I firmatari e l’obiettivo del Protocollo sulle aggressioni ai sanitari
A siglarlo, oltre alla Prefettura, l’Azienda Usl Toscana Centro, l’Ordine dei Medici Chirurghi e degli Odontoiatri di Pistoia, e l’Ordine delle Professioni Infermieristiche di Pistoia.
Obiettivo dell’intesa è quello di prevenire e gestire gli episodi di aggressioni ai sanitari e violenza nei confronti dei lavoratori delle strutture sanitarie dell’Azienda Usl Toscana Centro.
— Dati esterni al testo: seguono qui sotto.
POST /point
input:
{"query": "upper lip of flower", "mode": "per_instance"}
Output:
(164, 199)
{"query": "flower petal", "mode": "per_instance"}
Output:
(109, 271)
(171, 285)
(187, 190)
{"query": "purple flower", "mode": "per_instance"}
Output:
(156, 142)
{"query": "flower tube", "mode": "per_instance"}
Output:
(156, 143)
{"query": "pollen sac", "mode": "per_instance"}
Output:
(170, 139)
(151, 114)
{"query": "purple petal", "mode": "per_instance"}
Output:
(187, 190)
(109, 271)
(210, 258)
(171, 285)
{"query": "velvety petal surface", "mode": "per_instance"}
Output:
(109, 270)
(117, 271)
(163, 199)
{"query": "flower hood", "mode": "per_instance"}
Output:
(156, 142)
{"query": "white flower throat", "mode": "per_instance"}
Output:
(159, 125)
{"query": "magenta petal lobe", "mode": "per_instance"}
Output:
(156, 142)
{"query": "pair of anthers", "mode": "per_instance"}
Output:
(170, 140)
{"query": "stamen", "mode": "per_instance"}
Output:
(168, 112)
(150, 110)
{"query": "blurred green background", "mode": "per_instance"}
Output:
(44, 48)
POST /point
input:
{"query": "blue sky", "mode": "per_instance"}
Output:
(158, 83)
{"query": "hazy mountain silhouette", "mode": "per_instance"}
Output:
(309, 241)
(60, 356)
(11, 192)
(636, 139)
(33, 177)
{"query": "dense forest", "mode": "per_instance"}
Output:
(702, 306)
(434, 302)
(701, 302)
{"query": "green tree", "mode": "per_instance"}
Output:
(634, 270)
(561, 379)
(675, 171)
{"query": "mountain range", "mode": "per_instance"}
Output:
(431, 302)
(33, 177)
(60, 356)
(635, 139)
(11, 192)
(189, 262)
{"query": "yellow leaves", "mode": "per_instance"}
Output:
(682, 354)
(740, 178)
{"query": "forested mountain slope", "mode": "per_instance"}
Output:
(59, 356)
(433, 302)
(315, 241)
Il protocollo, in particolare, istituisce unTavolo permanente per il monitoraggio dell’attuazione dell’intesa e l’adozione di misure concrete e tempestive in situazioni di emergenza o criticità.
Nucci: «Un bel risultato, raggiunto grazie al lavoro di squadra»
«Si tratta di un bel risultato, frutto dell’impegno e dell’attenzione che il nostro Ordine ha sempre dedicato al tema ma che è stato possibile raggiungere grazie al lavoro di squadra, in sinergia con l’Ordine dei Medici e l’Azienda Usl Toscana centro, e grazie alla Prefettura di Pistoia che si è sempre mostrata aperta ad ascoltare le nostre istanze. Uno strumento importante che spero possa essere replicato presto in altre province, a tutela di sanitari e cittadini» conclude Nucci.